Hazi Hinam - home textile and Clothing shop

Partition removed, products boosted (Koren project)

Products displayed in bulk are intended to broadcast a message of freshness and, therefore, of luxury. To promote this idea in the Tamar spices store, the glass partition from the nuts display counter was removed, which also created trust between the seller and the buyer (although Koren accounted for customers “tasting” while shopping). The white fluorescent lighting was replaced with lighting designed for food that mimics the warm light of an incandescent bulb that focuses the eye on a product. The halva, which was less popular with customers, was placed at eye level to emphasize the impressive blocks. The bags of spices were placed on low stands above the floor to prevent dirt and dust from accumulating around them and to broadcast a message of attractiveness and cleanliness.

Tamar - spice shop
Tamar - spices shop

An inviting wall and comfortable changing rooms

For Kids Mode in Bnei Brak, a store without a display window, a concept wall was built at the entrance to hint at the products inside and draw customers. The wall is designed to make it easy to combine items, and changes according to the collections, seasons and holidays. The changing rooms were also carefully designed to make them comfortable for the customer to take the time to make decisions about what to buy. The more comfortable customers are, the more likely they will make larger purchases.

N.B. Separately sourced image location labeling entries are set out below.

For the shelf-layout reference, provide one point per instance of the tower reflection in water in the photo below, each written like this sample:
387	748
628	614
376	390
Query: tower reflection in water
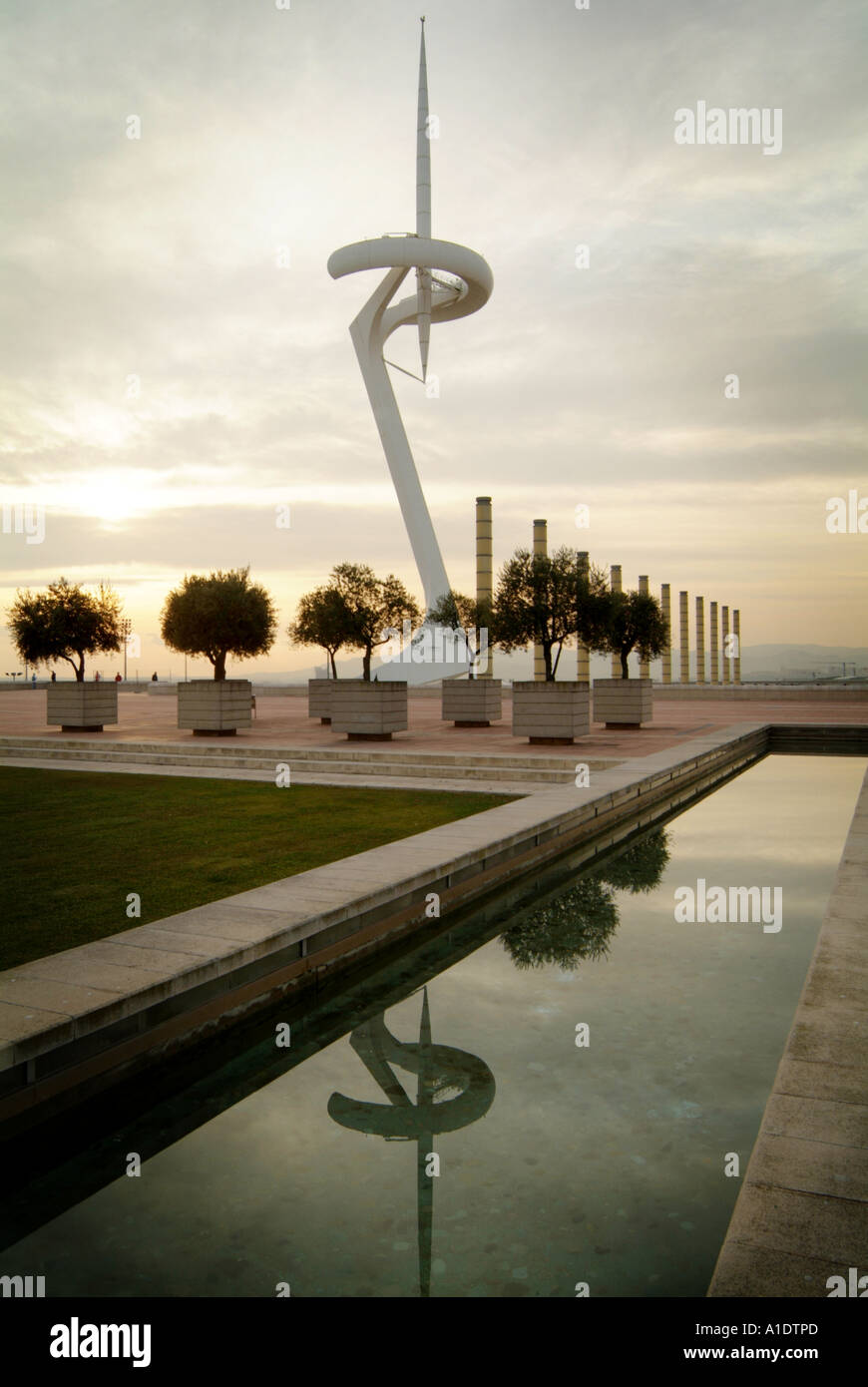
440	1070
572	925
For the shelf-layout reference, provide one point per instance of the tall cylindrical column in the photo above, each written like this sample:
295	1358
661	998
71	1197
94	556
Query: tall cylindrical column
700	640
667	612
583	655
484	570
615	583
541	545
685	639
644	665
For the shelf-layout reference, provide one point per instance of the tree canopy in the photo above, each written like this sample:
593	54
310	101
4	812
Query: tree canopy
217	616
547	600
634	622
323	619
66	623
470	616
376	608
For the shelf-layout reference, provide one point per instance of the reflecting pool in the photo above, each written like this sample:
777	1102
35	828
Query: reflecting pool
547	1096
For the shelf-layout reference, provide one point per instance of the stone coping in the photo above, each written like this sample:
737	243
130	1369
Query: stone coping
801	1212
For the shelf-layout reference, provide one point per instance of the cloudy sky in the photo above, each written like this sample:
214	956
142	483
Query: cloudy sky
167	383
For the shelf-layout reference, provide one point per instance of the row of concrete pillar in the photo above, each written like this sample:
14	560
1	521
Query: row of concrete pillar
725	652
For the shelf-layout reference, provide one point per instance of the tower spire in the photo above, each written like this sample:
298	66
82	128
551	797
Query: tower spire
423	207
423	149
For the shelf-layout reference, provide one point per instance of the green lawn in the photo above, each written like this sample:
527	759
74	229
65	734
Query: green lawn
75	843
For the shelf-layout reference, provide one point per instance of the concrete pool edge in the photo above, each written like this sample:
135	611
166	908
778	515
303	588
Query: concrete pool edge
77	1021
801	1212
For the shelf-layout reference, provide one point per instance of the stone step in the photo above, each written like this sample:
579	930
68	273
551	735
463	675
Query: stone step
326	765
238	750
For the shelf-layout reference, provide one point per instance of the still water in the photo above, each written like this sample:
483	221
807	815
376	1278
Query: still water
456	1141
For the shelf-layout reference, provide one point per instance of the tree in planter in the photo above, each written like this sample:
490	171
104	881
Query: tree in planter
217	616
545	600
634	622
66	623
323	619
374	607
468	615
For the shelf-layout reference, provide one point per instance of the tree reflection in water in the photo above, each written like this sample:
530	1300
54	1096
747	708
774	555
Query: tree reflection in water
579	923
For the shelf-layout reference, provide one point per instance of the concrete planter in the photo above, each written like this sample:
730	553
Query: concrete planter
623	702
369	711
555	713
319	699
82	707
214	707
472	702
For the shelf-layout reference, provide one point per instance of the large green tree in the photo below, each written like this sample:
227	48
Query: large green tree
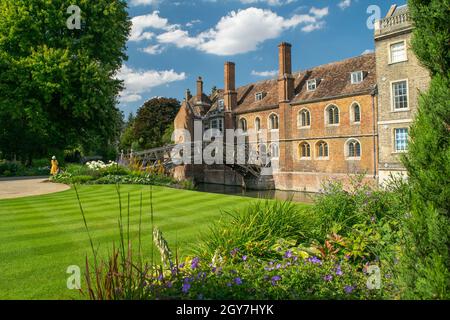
57	85
425	273
152	125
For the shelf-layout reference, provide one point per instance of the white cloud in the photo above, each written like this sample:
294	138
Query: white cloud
141	23
264	74
135	3
367	51
153	49
138	82
319	13
243	31
344	4
269	2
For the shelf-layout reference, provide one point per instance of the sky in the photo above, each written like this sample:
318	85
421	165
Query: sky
172	42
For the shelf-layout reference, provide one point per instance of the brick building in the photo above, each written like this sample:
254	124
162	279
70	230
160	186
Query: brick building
328	122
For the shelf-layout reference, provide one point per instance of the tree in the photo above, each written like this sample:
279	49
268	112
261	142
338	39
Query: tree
425	262
58	86
152	121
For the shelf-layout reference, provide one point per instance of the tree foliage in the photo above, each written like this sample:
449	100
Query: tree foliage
425	262
58	86
152	125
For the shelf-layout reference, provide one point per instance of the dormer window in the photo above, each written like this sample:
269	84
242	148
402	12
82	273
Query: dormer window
259	96
311	85
221	104
357	77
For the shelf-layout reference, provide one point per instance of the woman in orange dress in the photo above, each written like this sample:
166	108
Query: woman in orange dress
54	169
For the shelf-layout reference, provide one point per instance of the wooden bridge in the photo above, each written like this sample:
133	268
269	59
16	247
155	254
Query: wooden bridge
170	156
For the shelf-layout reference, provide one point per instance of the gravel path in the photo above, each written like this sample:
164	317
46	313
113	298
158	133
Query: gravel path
23	187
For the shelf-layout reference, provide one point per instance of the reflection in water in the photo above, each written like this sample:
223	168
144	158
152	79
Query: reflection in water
297	196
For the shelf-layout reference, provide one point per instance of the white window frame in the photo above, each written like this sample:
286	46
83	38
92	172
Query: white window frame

Flow with the triangle (Koren project)

A tiny and difficult location in the Azrieli Mall did not discourage anyone at Fresh. The triangular corner location was preserved by a design that extends beyond the space like an inverted funnel or trumpet. No attempt was made to square or adjust the space with conventional planning methods. The green wall expands towards the entrance, the counter breaks out of the space and broadcasts energy, and the customers stop to look at the restaurant because they sense it has tried to approach them. The food is prepared in the rear kitchen onsite, but to convey the freshness of the brand pots and plans are used in the décor.